The scary part is that Oden's offensive game continues to improve, and he's worked extremely hard on his jumper. He already has tremendous footwork in the post and can seal off anyone who's guarding him, leading to thunderous dunks. Combine that with a jump shot, and look out.

Conley has also worked on being more assertive offensively. He knows teams are going to double down on Oden, leaving him open from the perimeter. And with a sweet lefty stroke from 3-point land, that's fine with Conley.

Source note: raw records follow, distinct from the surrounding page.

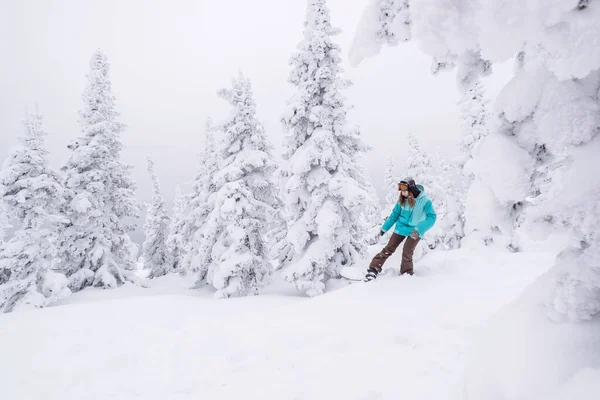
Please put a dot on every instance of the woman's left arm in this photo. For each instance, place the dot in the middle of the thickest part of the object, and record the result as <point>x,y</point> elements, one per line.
<point>429,220</point>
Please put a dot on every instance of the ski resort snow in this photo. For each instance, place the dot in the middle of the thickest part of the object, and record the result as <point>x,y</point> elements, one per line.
<point>238,206</point>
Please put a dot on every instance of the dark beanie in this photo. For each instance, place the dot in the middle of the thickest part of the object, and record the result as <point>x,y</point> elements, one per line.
<point>412,186</point>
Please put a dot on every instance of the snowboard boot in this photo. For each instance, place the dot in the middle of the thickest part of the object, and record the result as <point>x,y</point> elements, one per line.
<point>371,274</point>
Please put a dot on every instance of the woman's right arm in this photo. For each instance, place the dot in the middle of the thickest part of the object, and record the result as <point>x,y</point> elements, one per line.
<point>392,218</point>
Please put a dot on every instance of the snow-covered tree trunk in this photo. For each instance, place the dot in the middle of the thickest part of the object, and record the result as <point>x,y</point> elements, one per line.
<point>4,222</point>
<point>390,184</point>
<point>325,188</point>
<point>94,246</point>
<point>234,235</point>
<point>424,171</point>
<point>33,195</point>
<point>175,243</point>
<point>155,252</point>
<point>201,202</point>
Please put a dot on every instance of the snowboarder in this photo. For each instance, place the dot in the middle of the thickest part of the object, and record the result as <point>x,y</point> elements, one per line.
<point>413,215</point>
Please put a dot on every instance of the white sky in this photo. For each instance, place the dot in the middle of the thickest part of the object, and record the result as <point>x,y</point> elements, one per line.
<point>169,58</point>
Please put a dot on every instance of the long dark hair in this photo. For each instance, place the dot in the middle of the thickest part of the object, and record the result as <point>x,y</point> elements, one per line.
<point>410,198</point>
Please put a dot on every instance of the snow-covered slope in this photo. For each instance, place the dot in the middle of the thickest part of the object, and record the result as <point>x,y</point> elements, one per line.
<point>397,337</point>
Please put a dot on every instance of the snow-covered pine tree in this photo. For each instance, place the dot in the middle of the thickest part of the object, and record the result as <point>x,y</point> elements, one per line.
<point>390,184</point>
<point>539,164</point>
<point>371,216</point>
<point>479,223</point>
<point>201,202</point>
<point>474,119</point>
<point>436,179</point>
<point>94,246</point>
<point>393,26</point>
<point>175,244</point>
<point>33,195</point>
<point>245,202</point>
<point>325,188</point>
<point>155,252</point>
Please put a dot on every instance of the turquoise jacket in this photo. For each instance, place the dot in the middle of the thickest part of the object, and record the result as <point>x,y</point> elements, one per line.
<point>421,217</point>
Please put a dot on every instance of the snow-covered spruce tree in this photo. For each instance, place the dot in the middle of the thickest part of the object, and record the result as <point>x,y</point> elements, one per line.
<point>325,187</point>
<point>371,216</point>
<point>390,184</point>
<point>200,203</point>
<point>539,163</point>
<point>4,222</point>
<point>393,26</point>
<point>234,234</point>
<point>156,254</point>
<point>94,246</point>
<point>474,119</point>
<point>33,195</point>
<point>175,244</point>
<point>425,172</point>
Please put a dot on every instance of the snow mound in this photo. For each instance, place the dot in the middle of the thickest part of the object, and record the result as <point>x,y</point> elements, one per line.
<point>399,337</point>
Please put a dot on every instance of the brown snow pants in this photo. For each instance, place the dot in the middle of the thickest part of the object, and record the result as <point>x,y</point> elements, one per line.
<point>406,267</point>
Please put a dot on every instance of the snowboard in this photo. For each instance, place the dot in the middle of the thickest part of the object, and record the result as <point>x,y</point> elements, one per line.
<point>355,274</point>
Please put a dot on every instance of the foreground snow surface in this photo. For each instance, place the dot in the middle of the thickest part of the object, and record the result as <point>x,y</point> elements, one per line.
<point>397,337</point>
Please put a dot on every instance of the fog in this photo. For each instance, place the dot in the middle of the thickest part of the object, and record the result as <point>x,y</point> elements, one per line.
<point>169,58</point>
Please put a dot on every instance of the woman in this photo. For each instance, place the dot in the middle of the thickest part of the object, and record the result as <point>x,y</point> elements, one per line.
<point>413,215</point>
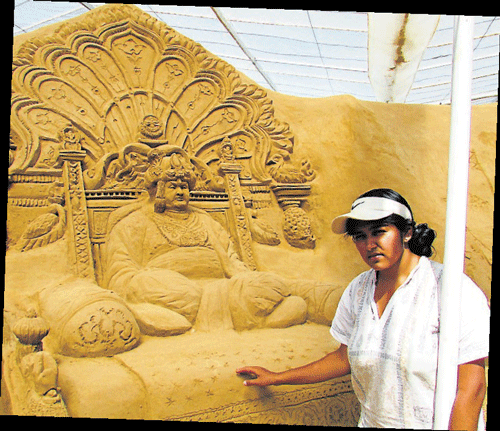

He's also a stalwart on defense -- breaking the previous school record of 202 career steals earlier this season -- but it's Conley's leadership and coolness under pressure that has Keefer gushing with praise.

"When you say what is a point guard and put the definition down, it's Mike," says Keefer.

Still, despite all that talent, neither player has even the smallest trace of a me-first attitude. And it's their ability to blend in with the team, not just their incredible talent, that makes Lawrence North so good.

"They're just such giving kids," says Keefer. "They make a team good because they're so unselfish. They play hard and study hard and do everything correctly. These guys set the tone and everyone follows."

This season, Oden and Conley are hoping their teammates follow them to a third consecutive state crown before they head off to play together at Ohio State.

"It's a thrill knowing Greg wanted to go to the same school," says Conley. "It's good knowing that we're going to be playing together at the next level."

Where they'll continue the friendship and on-court chemistry that's made Lawrence North such a success and should make the rest of the nation's college teams fearful of Ohio State.